Результаты оцениваются через 2-3 суток. Отмечается рост от края чашки к центру, к лунке с ПАВ. Степень активности характеризуется количеством баллов по сравнению с контролем.

2.2 Материалы и оборудование
Культуры микроорганизмов, пробирки, колбы, чашки Петри, шпатели, штативы, предметные и покровные стекла, красители, спиртовка.

При любой микробиологической работе: при посевах, пересевах, выделении, сохранении чистых культур используются стерильные среды, стерильная посуда, стерильные инструменты, чтобы предотвратить возможность попадания посторонней микрофлоры. Посевы производятся в стерильных боксах.

Для обработки посуды применяется стерилизация сухим жаром. Она производится нагреванием в течении 2 часов, при температуре 170 0С в электросушильных шкафах.

Вся посуда перед стерилизацией должна быть вымыта, высушена и завернута в бумагу.

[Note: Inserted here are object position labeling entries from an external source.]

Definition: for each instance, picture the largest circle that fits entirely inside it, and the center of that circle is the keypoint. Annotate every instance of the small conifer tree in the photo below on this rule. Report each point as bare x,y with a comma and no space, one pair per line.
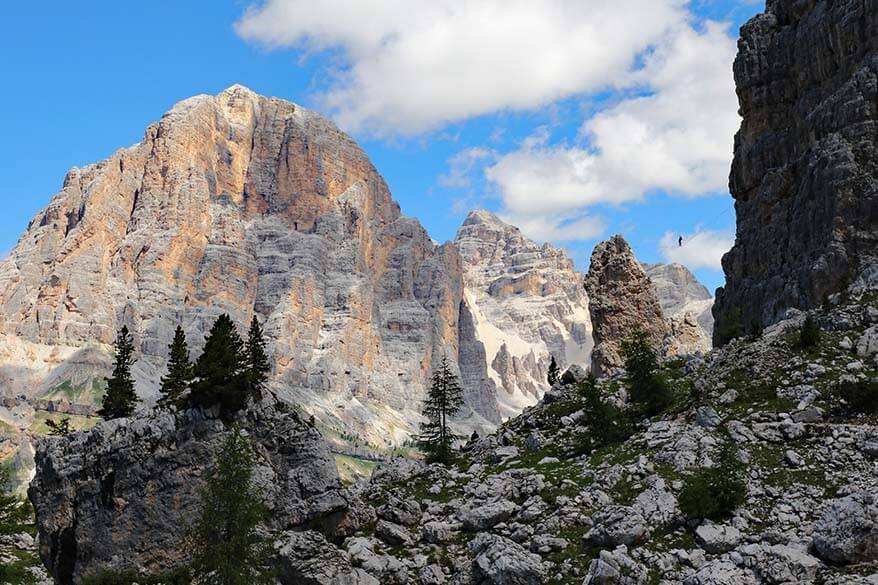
646,384
715,492
554,372
258,365
120,397
60,427
809,334
444,399
221,376
226,545
607,424
14,512
179,376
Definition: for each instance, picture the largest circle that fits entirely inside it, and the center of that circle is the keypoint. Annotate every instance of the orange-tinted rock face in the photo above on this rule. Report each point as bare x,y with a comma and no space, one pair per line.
248,205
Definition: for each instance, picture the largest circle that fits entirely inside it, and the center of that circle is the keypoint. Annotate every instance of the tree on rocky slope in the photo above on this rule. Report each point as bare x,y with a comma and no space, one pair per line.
554,372
14,513
444,399
60,427
221,374
120,397
809,334
646,384
179,376
715,492
607,424
226,545
258,366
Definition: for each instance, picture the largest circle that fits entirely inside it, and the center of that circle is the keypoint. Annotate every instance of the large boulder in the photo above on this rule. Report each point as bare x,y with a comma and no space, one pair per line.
500,561
122,495
847,531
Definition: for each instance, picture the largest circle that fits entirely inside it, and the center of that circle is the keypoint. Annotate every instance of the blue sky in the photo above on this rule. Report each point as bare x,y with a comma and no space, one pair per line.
526,110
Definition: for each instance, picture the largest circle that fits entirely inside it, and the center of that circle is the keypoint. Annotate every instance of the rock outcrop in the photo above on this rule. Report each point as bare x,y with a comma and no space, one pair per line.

Для заворачивания посуды используют газетную бумагу (которая не размокает).

Большинство питательных сред стерилизуют насыщенным паром под давлением в автоклавах. Повышение давления в автоклаве повышает температуру пара, образуемого внутри автоклава и, следовательно, температуру стерилизации (Теппер, 2004).

Среды. В работе использованы полноценные питательные среды: МПА, МПБ. В качестве селективной среды использовалась среда М9 (состав см. в приложении). В качестве селективных агентов использовались СМС на основе АПАВ и КПАВ, а также ПАА (НПАВ).

3. Экспериментальная часть
3.1 Культурально-морфологическая характеристика микроорганизмов

В работе использовалось 13 культур микроорганизмов. Культуральные и морфологические признаки исследуемых микроорганизмов представлены в таблице 1.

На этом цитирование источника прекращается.